Sul Mattino di oggi, assieme alla solita bile e agli sfoghi di chi evidentemente ha vite così tristi e sole da coprire di cattiveria e prese per il culo tutto il globo, a pagina 2 ha trovato posto un box intitolato “Bertoli e la querelite”. Qui, il direttore del DECS viene accusato di denunciare chi lo insulta su Facebook, e viene ipotizzato che a insultarlo sia gente del suo staff pagata dai contribuenti.

Intanto i contribuenti pagano soprattutto gli stipendi dell’assenteista Lorenzo Quadri, che a Berna non si vede mai ma quando c’è da ricevere il bonifico dice sempre “presente!”.

E comunque, siamo noi a voler rivolgere delle domande al Mattino:

1) Se Bertoli usa il suo staff per autoinsultarsi, ci potete spiegare perché gli utenti più volgari e livorosi siano quelli che albergano solitamente nelle pagine del Mattino, di Boris Bignasca e di Lorenzo Quadri?
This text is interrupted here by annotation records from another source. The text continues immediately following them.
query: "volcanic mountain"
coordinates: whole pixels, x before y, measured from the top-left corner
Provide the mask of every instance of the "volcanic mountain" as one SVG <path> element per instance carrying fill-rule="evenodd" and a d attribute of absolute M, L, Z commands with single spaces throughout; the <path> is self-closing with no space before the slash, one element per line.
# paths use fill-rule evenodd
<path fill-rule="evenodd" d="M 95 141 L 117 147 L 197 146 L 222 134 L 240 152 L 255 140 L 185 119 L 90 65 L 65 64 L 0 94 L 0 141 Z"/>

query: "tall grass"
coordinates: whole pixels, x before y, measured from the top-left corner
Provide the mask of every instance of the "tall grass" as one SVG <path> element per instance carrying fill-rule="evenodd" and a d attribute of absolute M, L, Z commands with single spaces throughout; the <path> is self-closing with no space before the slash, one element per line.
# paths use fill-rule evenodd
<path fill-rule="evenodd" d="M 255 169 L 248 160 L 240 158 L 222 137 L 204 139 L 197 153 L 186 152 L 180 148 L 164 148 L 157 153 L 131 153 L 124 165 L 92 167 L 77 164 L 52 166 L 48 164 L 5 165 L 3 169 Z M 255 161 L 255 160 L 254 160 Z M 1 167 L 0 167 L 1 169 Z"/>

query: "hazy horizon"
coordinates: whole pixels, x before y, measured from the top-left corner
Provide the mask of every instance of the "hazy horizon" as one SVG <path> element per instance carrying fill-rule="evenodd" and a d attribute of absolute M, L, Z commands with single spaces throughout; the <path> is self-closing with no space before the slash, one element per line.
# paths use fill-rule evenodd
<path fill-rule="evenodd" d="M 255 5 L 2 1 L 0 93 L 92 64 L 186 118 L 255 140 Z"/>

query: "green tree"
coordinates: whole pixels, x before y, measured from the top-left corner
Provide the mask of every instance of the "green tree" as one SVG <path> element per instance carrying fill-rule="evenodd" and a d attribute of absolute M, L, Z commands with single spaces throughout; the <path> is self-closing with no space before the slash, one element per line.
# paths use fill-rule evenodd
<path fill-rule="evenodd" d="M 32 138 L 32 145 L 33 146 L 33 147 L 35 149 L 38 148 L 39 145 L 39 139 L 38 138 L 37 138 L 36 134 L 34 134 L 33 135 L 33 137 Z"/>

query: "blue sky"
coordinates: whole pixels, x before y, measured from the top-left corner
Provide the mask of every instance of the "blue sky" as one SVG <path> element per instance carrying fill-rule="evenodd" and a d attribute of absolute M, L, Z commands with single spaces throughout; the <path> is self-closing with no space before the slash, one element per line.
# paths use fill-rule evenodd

2) Se al Mattino danno così tanto fastidio le denunce di Bertoli, ci può spiegare perché in una notte di fine agosto sono spariti dalla pagina Facebook i link di un mese (sì, un intero mese)? Sono spariti perché nei commenti c’erano volgarità e materiale da denuncia? Insomma, perché sono stati rimossi quei link e, allo stesso tempo, è stato totalmente chiuso lo spazio dei commenti sul mattinonline? Fa così paura lo staff di Bertoli o, semplicemente, si chiama “coda di paglia”?

3) Se Lorenzo Quadri ha così tanta paura dello staff di Bertoli, potrebbe cortesemente spiegarci perché a conclusione di un suo recente post ha scritto: “Chiedo a tutti di evitare commenti offensivi che, oltre a rischiare di essere penalmente perseguibili, servono solo a passare dalla parte del torto. Grazie”. Lorenzo Quadri come follower ha l’esercito dei cloni dello staff di Bertoli? Ma serio?

PS (nota per i leghisti: vuol dire Post Scriptum, non Partito Socialista): Tempestate il cantone ogni domenica di cattiveria e bile, scrivete con tutte le k e i $ che volete, insomma, fate pure. Ma una preghiera: non scrivete più “denuncie” con la i, perché sanguinano davvero gli occhi.